For people suffering from a rare disease, a medical diagnosis can take months or even years. 

Now, because of a new technique from scientists at Stanford, same-day genetic results could be around the corner. It could speed up the discovery process for many mysterious diseases and help patients begin to understand and treat their life-altering conditions. 

What they did: In a race against the clock, the Stanford Medicine team, led by geneticist Euan Ashley, went from obtaining a blood sample to diagnosing an illness in just 8 hours, on average. 

With this unparalleled turnaround time, researchers can now find previously unknown origins of genetic disorders, gaining new insight into the human genome.

One of the genomes took only five hours and two minutes to sequence, which set the world record for the fastest whole-genome sequencing.

“A few weeks is what most clinicians call ‘rapid’ when it comes to sequencing a patient’s genome and returning results,” Ashley said in a statement. 

In a six-month study, the researchers enrolled and sequenced the genomes of 12 individuals in less than a day each. Five of the patients received a genetic diagnosis. 

“It was just one of those amazing moments where the right people suddenly came together to achieve something amazing,” Ashley said. “It really felt like we were approaching a new frontier.”

The researchers worked to speed up every element of sequencing a patient’s genome. They hand-delivered the samples — running them to the lab. They increased computer capacity with a machine composed of 48 sequencing units, known as flow cells, to process enormous amounts of data.

One of the genomes took only five hours and two minutes to sequence, which set the world record for the fastest whole-genome sequencing.

While they used algorithms to scan the DNA data, looking for disease-causing mutations, a scientist’s trained eye did the final assessment. They compared the patient’s gene variant with those known to cause disease.

Another critical feature of their method was taking a “long-read” approach. Typically in whole-genome sequencing, the genes are chopped up into short segments, scanned, and then pieced back together in a computer. 

But the process isn’t perfect, and there can be errors in the final steps. The long-read approach preserves long genome segments, reducing error and speeding up the process. 

“Mutations that occur over a large chunk of the genome are easier to detect using long-read sequencing.

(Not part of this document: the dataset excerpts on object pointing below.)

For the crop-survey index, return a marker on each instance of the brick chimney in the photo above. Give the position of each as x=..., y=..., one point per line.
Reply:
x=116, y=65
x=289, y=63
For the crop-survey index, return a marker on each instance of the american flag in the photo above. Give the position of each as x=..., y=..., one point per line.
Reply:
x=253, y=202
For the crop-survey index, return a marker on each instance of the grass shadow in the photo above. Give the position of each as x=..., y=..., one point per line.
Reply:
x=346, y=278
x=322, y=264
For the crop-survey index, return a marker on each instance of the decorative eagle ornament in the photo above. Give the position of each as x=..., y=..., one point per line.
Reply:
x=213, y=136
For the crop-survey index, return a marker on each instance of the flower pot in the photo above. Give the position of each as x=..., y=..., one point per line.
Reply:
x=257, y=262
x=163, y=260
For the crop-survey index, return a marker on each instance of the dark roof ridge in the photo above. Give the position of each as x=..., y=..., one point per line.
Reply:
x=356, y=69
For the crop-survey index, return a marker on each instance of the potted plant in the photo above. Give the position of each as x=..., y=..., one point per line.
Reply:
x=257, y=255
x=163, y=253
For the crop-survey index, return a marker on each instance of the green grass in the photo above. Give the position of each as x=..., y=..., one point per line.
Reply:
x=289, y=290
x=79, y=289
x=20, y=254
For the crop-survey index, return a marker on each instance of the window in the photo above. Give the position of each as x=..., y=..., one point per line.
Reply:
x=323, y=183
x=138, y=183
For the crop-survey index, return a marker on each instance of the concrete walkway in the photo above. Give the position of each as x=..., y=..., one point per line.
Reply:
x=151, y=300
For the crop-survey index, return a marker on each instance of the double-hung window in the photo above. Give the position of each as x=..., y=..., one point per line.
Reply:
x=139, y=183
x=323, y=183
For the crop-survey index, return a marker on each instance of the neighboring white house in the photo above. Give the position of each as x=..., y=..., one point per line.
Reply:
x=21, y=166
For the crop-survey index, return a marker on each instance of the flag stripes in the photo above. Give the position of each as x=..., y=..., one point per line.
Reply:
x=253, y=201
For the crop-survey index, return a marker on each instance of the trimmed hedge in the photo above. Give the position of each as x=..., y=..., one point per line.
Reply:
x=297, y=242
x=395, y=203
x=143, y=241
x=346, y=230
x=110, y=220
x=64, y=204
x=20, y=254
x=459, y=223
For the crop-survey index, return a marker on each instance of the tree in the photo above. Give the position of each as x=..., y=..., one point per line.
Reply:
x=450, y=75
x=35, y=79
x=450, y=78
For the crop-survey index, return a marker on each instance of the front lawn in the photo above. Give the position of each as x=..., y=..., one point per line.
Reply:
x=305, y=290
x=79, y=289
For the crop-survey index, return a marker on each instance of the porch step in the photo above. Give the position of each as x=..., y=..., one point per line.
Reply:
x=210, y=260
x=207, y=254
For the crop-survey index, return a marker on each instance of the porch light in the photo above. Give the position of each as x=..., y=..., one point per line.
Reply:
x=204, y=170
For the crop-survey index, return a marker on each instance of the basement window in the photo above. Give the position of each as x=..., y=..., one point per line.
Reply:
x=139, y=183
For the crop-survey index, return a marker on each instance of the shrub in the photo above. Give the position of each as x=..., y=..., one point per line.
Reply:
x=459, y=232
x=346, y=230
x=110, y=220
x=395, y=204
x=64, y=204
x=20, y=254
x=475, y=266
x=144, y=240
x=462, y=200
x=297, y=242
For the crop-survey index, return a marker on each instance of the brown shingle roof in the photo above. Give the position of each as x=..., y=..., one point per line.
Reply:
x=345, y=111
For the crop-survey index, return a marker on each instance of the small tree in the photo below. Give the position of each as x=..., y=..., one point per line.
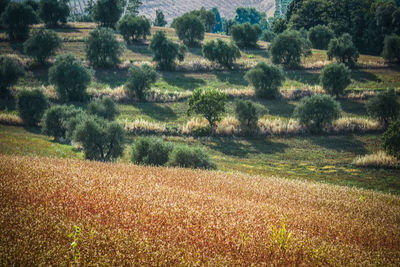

There are variants that would be almost impossible to detect without some kind of long-read approach,” Ashley said. 

Why this matters: According to the National Institutes of Health (NIH), there are more than 7,000 rare diseases. 72% of them are genetic, and 70% affect children. 

For many patients, detecting symptoms and determining their cause is the first step to treatments that could lead to a better life. But because these diseases are rare, it often takes months or years for answers. This ultra-rapid DNA sequencing could be a game-changer for facilitating a faster diagnosis, reports Singularity Hub. 

Whole-genome sequencing allows doctors to know a patient’s complete genetic makeup — from the genes that give them their eye or hair color to those that cause rare disease. Once a doctor knows which gene is causing the disease, they can begin to offer treatments faster. 

Indeed the Stanford method proved to work well for Matthew, a 13-year-old patient who arrived at the hospital experiencing a strange type of heart failure. The doctors thought it could be one of two things: myocarditis (an inflammation of the heart) or a genetic mutation that is associated with heart function. 

Each situation would require a completely different approach. Myocarditis could be treated, but a genetic mutation would likely require a heart transplant. 

Matthew’s parents enrolled him in the rapid sequencing study. The team sequenced his DNA, and within a few hours, the family had answers. Matthew had a genetic mutation and needed a heart transplant. He was immediately added to the transplant list, and was given a new heart less than a month later.